Occurrence of emodin, chrysophanol and physcion in vegetables, herbs and liquors. Genotoxicity and anti-genotoxicity of the anthraquinones and of the whole plants.

1,8-Dihydroxyanthraquinones, present in laxatives, fungi imperfecti, Chinese herbs and possibly vegetables, are in debate as human carcinogens. We screened a variety of vegetables (cabbage lettuce, beans, peas), some herbs and herbal-flavoured liquors for their content of the 'free' anthraquinones emodin, chrysophanol and physcion. For qualitative and quantitative analysis, reversed-phase HPLC (RP-LC), gas chromatography-mass spectrometry (GC-MS) and RP-LC-MS were used. The vegetables showed a large batch-to-batch variability, from 0.04 to 3.6, 5.9 and 36 mg total anthraquinone per kg fresh weight in peas, cabbage lettuce, and beans, respectively. Physcion predominated in all vegetables. In the herbs grape vine leaves, couch grass root and plantain herb, anthraquinones were above the limit of detection. Contents ranged below 1 mg/kg (dry weight). All three anthraquinones were also found in seven of 11 herbal-flavoured liquors, in a range of 0.05 mg/kg to 7.6 mg/kg. The genotoxicity of the analysed anthraquinones was investigated in the comet assay, the micronucleus test and the mutation assay in mouse lymphoma L5178Y tk+/- cells. Emodin was genotoxic, whereas chrysophanol and physcion showed no effects. Complete vegetable extract on its own did not show any effect in the micronucleus test. A lettuce extract completely abolished the induction of micronuclei by the genotoxic anthraquinone danthron.

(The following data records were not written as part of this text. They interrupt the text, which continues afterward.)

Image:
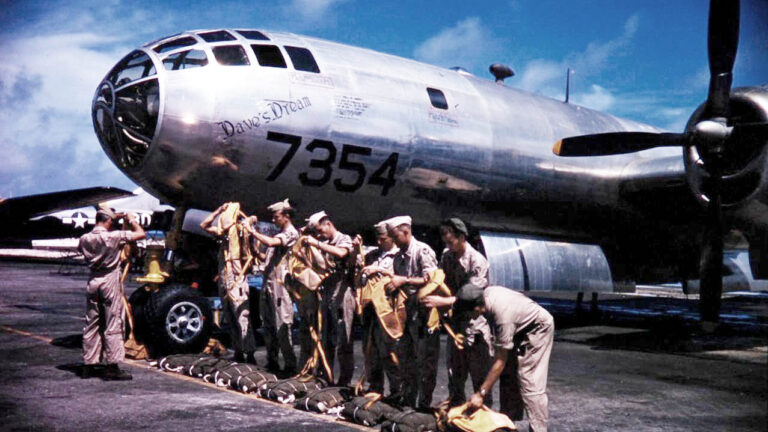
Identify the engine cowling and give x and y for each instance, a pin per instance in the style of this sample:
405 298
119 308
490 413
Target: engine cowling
745 166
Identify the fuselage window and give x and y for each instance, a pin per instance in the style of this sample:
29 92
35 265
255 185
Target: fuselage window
437 98
134 66
216 36
176 43
231 55
185 60
302 59
269 55
252 34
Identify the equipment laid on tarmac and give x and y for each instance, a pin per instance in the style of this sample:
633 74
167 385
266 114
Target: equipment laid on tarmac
288 390
254 381
323 399
225 377
368 410
481 420
410 421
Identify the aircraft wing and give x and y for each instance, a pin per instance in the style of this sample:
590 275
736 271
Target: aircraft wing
26 207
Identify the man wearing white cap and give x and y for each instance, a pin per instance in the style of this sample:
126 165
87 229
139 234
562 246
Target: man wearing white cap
276 305
233 289
338 300
377 345
464 265
412 266
103 333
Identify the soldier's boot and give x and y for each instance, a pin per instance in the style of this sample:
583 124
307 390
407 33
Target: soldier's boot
114 373
91 371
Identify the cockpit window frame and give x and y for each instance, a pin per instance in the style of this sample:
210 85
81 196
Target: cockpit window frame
265 56
253 35
181 60
302 59
437 98
244 54
180 42
216 36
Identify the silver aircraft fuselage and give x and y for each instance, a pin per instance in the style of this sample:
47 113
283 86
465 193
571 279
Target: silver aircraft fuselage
364 136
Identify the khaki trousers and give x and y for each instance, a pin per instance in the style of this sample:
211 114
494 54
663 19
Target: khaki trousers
277 334
523 384
236 310
103 331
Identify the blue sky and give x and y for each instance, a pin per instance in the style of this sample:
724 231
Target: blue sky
644 60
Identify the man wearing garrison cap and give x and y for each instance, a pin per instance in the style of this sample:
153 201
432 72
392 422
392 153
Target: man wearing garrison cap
338 300
275 303
377 356
412 266
463 265
103 333
524 332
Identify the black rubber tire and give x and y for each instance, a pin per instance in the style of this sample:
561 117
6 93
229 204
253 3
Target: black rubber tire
157 310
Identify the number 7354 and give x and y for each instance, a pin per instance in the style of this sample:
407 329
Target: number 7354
321 168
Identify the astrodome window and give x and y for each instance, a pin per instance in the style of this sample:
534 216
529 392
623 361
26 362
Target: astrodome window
269 55
185 60
231 55
252 34
135 65
176 43
437 98
302 59
216 36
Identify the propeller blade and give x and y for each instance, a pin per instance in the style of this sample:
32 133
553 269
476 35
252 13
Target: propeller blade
711 263
722 43
613 143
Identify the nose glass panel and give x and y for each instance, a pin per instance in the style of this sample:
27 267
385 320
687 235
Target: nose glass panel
125 109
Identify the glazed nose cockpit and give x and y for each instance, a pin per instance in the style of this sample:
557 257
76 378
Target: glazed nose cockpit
125 109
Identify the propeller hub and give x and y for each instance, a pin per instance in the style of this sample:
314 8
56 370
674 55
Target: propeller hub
711 134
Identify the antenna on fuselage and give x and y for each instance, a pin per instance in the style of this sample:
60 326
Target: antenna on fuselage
568 84
501 72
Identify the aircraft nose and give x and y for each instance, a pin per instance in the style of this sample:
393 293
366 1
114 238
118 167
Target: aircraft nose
125 109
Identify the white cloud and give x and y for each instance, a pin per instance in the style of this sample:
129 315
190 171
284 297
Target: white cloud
464 44
597 98
548 77
313 10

Taking into consideration the measured concentrations of anthraquinones, estimated daily intakes, the genotoxic potency, as well as protective effects of the food matrix, the analysed constituents do not represent a high priority genotoxic risk in a balanced human diet.

Polarographic and absorptive stripping voltammetric determination of mitoxantrone, emodin and chrysarobin using mercury and glassy carbon electrodes.

Polarographic and voltammetric methods were used to study drugs of anthrone derivatives: mitoxandrone (antineoplastic), emodin (cathartic) and chrysarobin (antipsoriatic) on mercury and glassy carbon electrodes. The surface-active properties were exploited for developing a highly sensitive adsorptive stripping voltammetric method for determination of trace amounts of these compounds. Effective pre-concentration was obtained at glassy carbon electrode, with the surface species being measured via its reduction or oxidation, respectively. It was concluded that observed cathodic and anodic currents had the diffusive character. A simple, quick and accurate methods for the determination of all studied compounds in pure form and mitoxantrone in vials have been developed. The acetate buffer pH 4.6 containing 5 to 30% ethanol was used as a supporting electrolyte. The linear calibration range was 0.5 = 100 microg cm-3 on mercury and 25 - 250 ng cm-3 on glassy carbon electrode.

Analytics of senna drugs with regard to the toxicological discussion of anthranoids.

Toxicological studies indicate that two hydroxyanthraquinones (HAs), aloe-emodin and emodin, present as minor components in senna, might represent a genotoxic or cancerogenetic risk for man. Since aloe-emodin and emodin occur in senna in the free form as well as their glucosides and dianthrone glucosides, a HPLC method was established to allow the quantification of all free and glycosidic 1,8-dihydroxy anthranoids. The sum of the free HAs and their calculated content in each of their prodrug forms is defined as the potential HA content. For the comparison of different senna drugs in respect to the genotoxic risk arising from their potential aloe-emodin or emodin contents, a risk index has been established.